As part of my ongoing attempt to bring myself up to the proper level of culture and general knowledge that I would be getting from a normal college, I have begun to read the New Testament. The following are my general thoughts on the subject, in no particular order. While none of them are particularly original, they all interested me at the time:
- There is no possible way that I can read this without a bias. Even ignoring any prior conditioning I have, I'm simply not reading this as an article of my faith that it is morally useful to appreciate. Quite the opposite. So any comparisons to Tanach are simply not going to be fair.
- That said, I'm not overwhelmingly impressed. It's nice. It's certainly nice and sweet and preachy, and just jam-packed with all sorts of quotable quotes. And that's it. I can see sweet, moral people being all inspired by its sweet, moral lessons, but it doesn't feel like it has any meat to it. For me, it's rather like my high school Navi class (and I'm sure they'd both love the analogy): full of pretty lines and "how can we apply this to our lives?" without firm guidelines or anything real. I'm sure there are people who like that sort of thing; I'm just not one of them.
- The story of John the Baptist's head is exactly- I mean uncannily- like the story of R' Yishmael the Kohen Gadol. I mean, isn't John even the son of the Kohen Gadol or something? And the girl and the face... There's got to be some copying or joint source there. I bet there's a doctorate somewhere out there on that very subject.
- Wow, there's a lot of stuff about faith and the world to come. A lot. I actually like worldviews that have less of an emphasis on both. Which seems to be more common in Tanach than in modern Orthodox society.
- It's quite repetitive, isn't it? I mean, aside from the Gospels being the same things in slightly different wording, each gospel has multiples of each story. Twice with the loaves and fishes, at least three predictions of the Crucifixion, countless lepers and demon-possessed. I wonder if there's Bible criticism on this stuff.
- They, like the gemara, are really, really big on Eliyahu. There doesn't seem to be any such emphasis in the later bits of Tanach, except for that one quote at the end of Zechariah.
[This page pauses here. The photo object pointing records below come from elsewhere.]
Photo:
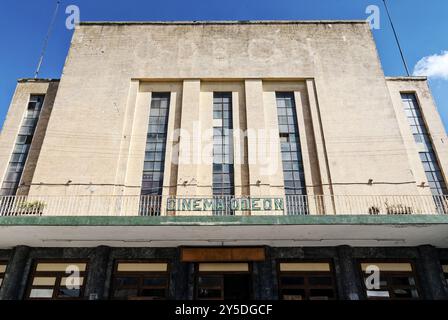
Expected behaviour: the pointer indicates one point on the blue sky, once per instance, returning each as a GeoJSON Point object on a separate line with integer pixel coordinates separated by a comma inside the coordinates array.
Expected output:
{"type": "Point", "coordinates": [422, 27]}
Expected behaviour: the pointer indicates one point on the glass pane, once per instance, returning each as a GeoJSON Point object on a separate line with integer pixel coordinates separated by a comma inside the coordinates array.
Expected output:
{"type": "Point", "coordinates": [155, 293]}
{"type": "Point", "coordinates": [292, 280]}
{"type": "Point", "coordinates": [125, 293]}
{"type": "Point", "coordinates": [327, 281]}
{"type": "Point", "coordinates": [209, 281]}
{"type": "Point", "coordinates": [41, 293]}
{"type": "Point", "coordinates": [321, 294]}
{"type": "Point", "coordinates": [293, 294]}
{"type": "Point", "coordinates": [154, 282]}
{"type": "Point", "coordinates": [204, 293]}
{"type": "Point", "coordinates": [126, 281]}
{"type": "Point", "coordinates": [69, 293]}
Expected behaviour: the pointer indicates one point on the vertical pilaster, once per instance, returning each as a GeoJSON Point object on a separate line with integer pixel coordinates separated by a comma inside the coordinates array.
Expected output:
{"type": "Point", "coordinates": [190, 146]}
{"type": "Point", "coordinates": [96, 277]}
{"type": "Point", "coordinates": [265, 172]}
{"type": "Point", "coordinates": [347, 275]}
{"type": "Point", "coordinates": [14, 280]}
{"type": "Point", "coordinates": [431, 274]}
{"type": "Point", "coordinates": [179, 276]}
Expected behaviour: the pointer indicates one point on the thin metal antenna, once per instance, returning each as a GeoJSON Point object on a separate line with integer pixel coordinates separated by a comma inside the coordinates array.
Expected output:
{"type": "Point", "coordinates": [44, 48]}
{"type": "Point", "coordinates": [396, 39]}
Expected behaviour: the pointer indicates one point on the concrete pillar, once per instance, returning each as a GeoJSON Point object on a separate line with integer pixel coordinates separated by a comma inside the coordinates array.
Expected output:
{"type": "Point", "coordinates": [96, 277]}
{"type": "Point", "coordinates": [179, 277]}
{"type": "Point", "coordinates": [190, 146]}
{"type": "Point", "coordinates": [265, 163]}
{"type": "Point", "coordinates": [431, 275]}
{"type": "Point", "coordinates": [265, 279]}
{"type": "Point", "coordinates": [347, 275]}
{"type": "Point", "coordinates": [13, 282]}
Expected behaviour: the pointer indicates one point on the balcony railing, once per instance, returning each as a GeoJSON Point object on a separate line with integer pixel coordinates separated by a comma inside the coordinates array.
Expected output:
{"type": "Point", "coordinates": [220, 206]}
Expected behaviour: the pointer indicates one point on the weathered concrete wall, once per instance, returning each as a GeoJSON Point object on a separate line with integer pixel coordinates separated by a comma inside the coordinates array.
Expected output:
{"type": "Point", "coordinates": [16, 113]}
{"type": "Point", "coordinates": [434, 124]}
{"type": "Point", "coordinates": [350, 97]}
{"type": "Point", "coordinates": [345, 261]}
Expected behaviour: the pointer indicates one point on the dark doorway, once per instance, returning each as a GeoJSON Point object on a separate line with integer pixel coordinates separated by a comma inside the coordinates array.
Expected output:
{"type": "Point", "coordinates": [236, 287]}
{"type": "Point", "coordinates": [223, 286]}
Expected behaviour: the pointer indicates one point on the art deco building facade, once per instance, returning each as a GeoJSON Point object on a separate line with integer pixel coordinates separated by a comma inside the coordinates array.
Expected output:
{"type": "Point", "coordinates": [210, 160]}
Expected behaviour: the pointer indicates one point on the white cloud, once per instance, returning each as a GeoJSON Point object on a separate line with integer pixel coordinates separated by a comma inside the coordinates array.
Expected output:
{"type": "Point", "coordinates": [435, 66]}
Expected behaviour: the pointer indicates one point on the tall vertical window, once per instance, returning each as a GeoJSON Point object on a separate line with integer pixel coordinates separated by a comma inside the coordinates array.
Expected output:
{"type": "Point", "coordinates": [445, 270]}
{"type": "Point", "coordinates": [397, 281]}
{"type": "Point", "coordinates": [57, 280]}
{"type": "Point", "coordinates": [22, 146]}
{"type": "Point", "coordinates": [223, 180]}
{"type": "Point", "coordinates": [422, 138]}
{"type": "Point", "coordinates": [140, 281]}
{"type": "Point", "coordinates": [293, 172]}
{"type": "Point", "coordinates": [152, 184]}
{"type": "Point", "coordinates": [306, 281]}
{"type": "Point", "coordinates": [2, 271]}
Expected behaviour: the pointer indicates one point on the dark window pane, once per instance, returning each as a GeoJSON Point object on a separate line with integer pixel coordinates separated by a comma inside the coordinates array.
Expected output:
{"type": "Point", "coordinates": [327, 281]}
{"type": "Point", "coordinates": [293, 294]}
{"type": "Point", "coordinates": [125, 293]}
{"type": "Point", "coordinates": [154, 281]}
{"type": "Point", "coordinates": [126, 281]}
{"type": "Point", "coordinates": [205, 293]}
{"type": "Point", "coordinates": [321, 294]}
{"type": "Point", "coordinates": [155, 293]}
{"type": "Point", "coordinates": [292, 280]}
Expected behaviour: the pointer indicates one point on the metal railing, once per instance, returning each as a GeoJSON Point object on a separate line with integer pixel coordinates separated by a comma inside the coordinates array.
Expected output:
{"type": "Point", "coordinates": [223, 206]}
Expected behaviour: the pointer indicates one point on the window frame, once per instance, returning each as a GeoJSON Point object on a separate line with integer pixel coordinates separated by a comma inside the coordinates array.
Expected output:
{"type": "Point", "coordinates": [2, 274]}
{"type": "Point", "coordinates": [58, 275]}
{"type": "Point", "coordinates": [306, 275]}
{"type": "Point", "coordinates": [140, 276]}
{"type": "Point", "coordinates": [220, 274]}
{"type": "Point", "coordinates": [390, 275]}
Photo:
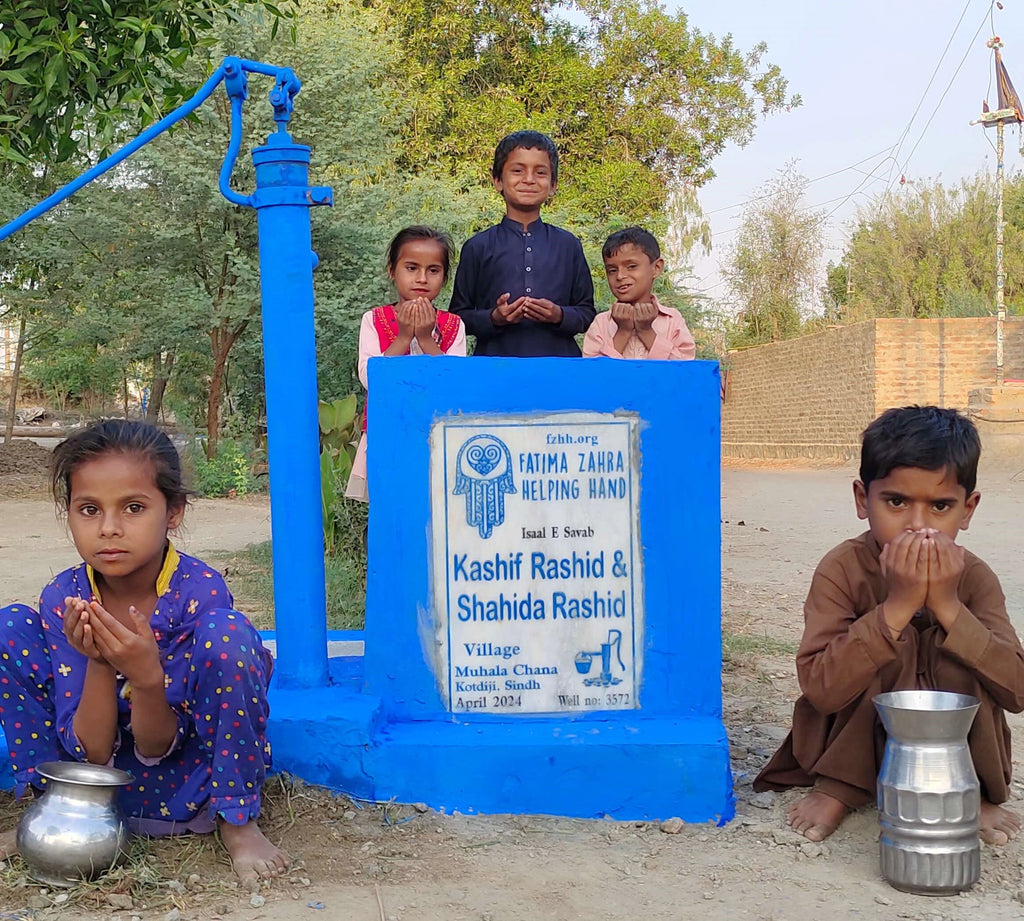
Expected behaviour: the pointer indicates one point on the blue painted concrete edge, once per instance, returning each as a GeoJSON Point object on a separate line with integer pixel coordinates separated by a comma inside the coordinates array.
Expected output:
{"type": "Point", "coordinates": [339, 738]}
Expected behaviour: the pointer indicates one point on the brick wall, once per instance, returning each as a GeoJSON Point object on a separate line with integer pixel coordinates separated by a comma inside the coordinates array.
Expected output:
{"type": "Point", "coordinates": [941, 361]}
{"type": "Point", "coordinates": [812, 396]}
{"type": "Point", "coordinates": [804, 396]}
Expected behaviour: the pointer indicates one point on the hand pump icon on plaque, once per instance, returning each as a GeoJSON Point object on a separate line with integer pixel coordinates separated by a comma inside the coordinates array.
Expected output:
{"type": "Point", "coordinates": [585, 660]}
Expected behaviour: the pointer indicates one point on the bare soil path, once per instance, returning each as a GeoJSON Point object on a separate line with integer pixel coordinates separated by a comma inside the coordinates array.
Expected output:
{"type": "Point", "coordinates": [364, 863]}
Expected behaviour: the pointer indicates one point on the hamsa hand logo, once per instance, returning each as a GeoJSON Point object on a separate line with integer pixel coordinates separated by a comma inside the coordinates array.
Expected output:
{"type": "Point", "coordinates": [483, 475]}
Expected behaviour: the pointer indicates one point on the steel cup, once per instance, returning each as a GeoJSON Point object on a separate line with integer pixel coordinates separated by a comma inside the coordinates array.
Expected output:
{"type": "Point", "coordinates": [929, 798]}
{"type": "Point", "coordinates": [75, 830]}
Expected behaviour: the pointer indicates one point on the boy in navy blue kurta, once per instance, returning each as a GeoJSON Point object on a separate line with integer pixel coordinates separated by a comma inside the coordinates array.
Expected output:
{"type": "Point", "coordinates": [523, 288]}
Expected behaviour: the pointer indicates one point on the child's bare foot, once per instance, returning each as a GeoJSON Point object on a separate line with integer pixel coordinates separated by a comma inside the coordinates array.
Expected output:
{"type": "Point", "coordinates": [8, 844]}
{"type": "Point", "coordinates": [253, 856]}
{"type": "Point", "coordinates": [996, 825]}
{"type": "Point", "coordinates": [816, 815]}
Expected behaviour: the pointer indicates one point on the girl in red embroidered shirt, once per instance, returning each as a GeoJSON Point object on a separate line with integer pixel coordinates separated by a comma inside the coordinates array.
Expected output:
{"type": "Point", "coordinates": [418, 262]}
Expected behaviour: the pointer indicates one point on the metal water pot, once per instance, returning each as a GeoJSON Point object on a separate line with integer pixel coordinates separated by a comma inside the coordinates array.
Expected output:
{"type": "Point", "coordinates": [75, 830]}
{"type": "Point", "coordinates": [929, 799]}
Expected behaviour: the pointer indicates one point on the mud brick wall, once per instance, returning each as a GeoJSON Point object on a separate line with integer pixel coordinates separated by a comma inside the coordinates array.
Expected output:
{"type": "Point", "coordinates": [812, 396]}
{"type": "Point", "coordinates": [941, 361]}
{"type": "Point", "coordinates": [801, 398]}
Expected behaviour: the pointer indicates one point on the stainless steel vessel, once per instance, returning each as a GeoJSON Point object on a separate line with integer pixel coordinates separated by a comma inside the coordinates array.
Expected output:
{"type": "Point", "coordinates": [75, 830]}
{"type": "Point", "coordinates": [929, 798]}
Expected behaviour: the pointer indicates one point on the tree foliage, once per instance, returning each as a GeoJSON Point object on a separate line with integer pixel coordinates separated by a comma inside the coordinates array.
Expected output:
{"type": "Point", "coordinates": [150, 277]}
{"type": "Point", "coordinates": [86, 66]}
{"type": "Point", "coordinates": [930, 251]}
{"type": "Point", "coordinates": [774, 261]}
{"type": "Point", "coordinates": [635, 97]}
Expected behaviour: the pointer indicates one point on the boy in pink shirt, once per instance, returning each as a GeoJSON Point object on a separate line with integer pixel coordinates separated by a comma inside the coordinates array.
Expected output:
{"type": "Point", "coordinates": [637, 326]}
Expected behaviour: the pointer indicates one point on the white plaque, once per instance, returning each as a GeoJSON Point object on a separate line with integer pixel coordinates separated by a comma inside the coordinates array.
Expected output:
{"type": "Point", "coordinates": [537, 568]}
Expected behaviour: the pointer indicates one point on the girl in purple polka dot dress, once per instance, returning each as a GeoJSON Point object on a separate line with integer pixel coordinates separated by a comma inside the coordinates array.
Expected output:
{"type": "Point", "coordinates": [136, 658]}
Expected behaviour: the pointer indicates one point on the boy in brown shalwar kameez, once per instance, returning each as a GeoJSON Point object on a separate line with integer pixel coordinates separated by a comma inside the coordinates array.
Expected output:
{"type": "Point", "coordinates": [901, 606]}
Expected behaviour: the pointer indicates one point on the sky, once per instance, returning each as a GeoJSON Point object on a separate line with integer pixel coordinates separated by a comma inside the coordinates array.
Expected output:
{"type": "Point", "coordinates": [889, 89]}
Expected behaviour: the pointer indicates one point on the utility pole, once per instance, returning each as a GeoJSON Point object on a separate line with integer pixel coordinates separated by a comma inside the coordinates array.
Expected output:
{"type": "Point", "coordinates": [1009, 112]}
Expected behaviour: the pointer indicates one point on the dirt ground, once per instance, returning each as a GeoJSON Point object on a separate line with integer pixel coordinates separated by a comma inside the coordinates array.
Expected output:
{"type": "Point", "coordinates": [392, 863]}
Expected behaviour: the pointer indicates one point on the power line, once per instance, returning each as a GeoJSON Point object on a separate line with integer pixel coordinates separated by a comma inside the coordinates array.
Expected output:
{"type": "Point", "coordinates": [899, 143]}
{"type": "Point", "coordinates": [943, 96]}
{"type": "Point", "coordinates": [760, 198]}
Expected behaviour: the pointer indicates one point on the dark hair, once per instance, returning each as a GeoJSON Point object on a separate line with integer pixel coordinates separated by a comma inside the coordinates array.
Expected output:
{"type": "Point", "coordinates": [924, 436]}
{"type": "Point", "coordinates": [119, 436]}
{"type": "Point", "coordinates": [420, 232]}
{"type": "Point", "coordinates": [529, 140]}
{"type": "Point", "coordinates": [641, 239]}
- I keep getting annoyed at Jesus for being egotistical and self-centered and overconfident. And I know that when you're G-d, you're allowed to wander about and think that you're so special and that it's better for people to bathe your feet than help the poor and that loving their families more than you is evil and whatever, but it's still really annoying when it's coming from the mouth of a character who is technically human. (Maybe it's my sidekick sympathy kicking in) You just want to tell him to get over himself. And I guess one could have the same objections to G-d, but to me it's quite different when you're incorporeal and infinite and so forth.